Guterres tem conversado com os republicanos, mas o que tem ouvido é que ou faz reformas grandes ou não terá apoio da Casa Branca.
Não tenho nenhuma dúvida de que Guterres vai fazer reformas nas Nações Unidas — até porque essas reformas são necessárias. Já o fez no Alto Comissariado para os Refugiados, onde seguiu a orientação de gastar menos com a estrutura e gastar mais com os serviços prestados pela estrutura. Não sei se vai conseguir concretizar essa orientação, mas desejo que sim e pode contar com o apoio de Portugal nessa tarefa. Baseado no que os parceiros europeus, as autoridades americanas e a embaixada de Portugal na ONU me dizem, diria que não estão ainda tomadas as decisões que eu temeria no sentido de reduzir radicalmente o envolvimento dos EUA nas Nações Unidas.

Pensando nas medidas concretas, que decisões relevantes tomou Guterres nestes primeiros três meses?
Em primeiro lugar, reduziu bastante o seu próprio gabinete, que tinha mais de 100 pessoas; em segundo, a composição do seu gabinete, porque significou o cumprimento imediato de um dos seus primeiros compromissos — praticar uma política de igualdade de género; e, em terceiro, pôr imediatamente no centro da ONU as questões humanitárias, como a fome em África, e imprimir logo a sua marca. Ele sempre disse que representaria uma visão da missão das Nações Unidas vista através das populações e, em particular, das populações mais precárias.

Sublinha África, mas nestes 100 dias Guterres foi a campos de refugiados sírios na Jordânia, foi à cimeira da Liga Árabe, ao Iraque, falou de Israel e da Palestina…

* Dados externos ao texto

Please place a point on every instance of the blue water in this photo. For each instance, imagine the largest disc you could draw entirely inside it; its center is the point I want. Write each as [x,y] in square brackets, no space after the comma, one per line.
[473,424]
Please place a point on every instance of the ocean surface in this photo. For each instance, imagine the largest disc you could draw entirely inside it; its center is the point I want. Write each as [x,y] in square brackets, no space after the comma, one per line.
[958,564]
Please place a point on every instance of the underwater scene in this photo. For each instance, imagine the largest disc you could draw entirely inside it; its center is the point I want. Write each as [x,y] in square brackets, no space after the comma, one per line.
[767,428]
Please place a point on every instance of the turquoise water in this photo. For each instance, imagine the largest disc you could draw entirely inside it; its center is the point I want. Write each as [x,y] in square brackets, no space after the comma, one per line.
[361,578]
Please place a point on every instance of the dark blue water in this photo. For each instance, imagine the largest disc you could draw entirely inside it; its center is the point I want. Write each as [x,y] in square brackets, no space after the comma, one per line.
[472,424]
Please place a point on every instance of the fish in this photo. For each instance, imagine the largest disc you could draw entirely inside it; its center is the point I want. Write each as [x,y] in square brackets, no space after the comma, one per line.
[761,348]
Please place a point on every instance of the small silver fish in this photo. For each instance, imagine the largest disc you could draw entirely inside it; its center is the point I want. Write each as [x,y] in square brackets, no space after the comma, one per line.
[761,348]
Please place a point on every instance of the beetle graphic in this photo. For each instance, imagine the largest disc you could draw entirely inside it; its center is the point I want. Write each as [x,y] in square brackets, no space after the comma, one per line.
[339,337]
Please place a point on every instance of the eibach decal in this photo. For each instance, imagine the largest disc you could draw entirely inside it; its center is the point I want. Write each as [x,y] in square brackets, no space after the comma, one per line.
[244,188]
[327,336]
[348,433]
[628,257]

Sim, mas essa é a agenda expectável de um secretário-geral. É o mesmo que acontece a qualquer administração norte-americana. Ela pode dizer que vai desligar-se do mundo e centrar-se nos problemas internos, mas o mundo rapidamente lhe entrará pela porta. Claro que o secretário-geral da ONU fala do conflito israelo-palestiniano, claro que fala do Médio Oriente, dos campos de refugiados, dos impasses políticos que ainda subsistem, como o Chipre. Mas o que acho distintivo no caso de António Guterres é o facto de, imediatamente, ter colocado na agenda a fome em África, porque isso documenta bem o ponto de vista que ele disse que seria o seu.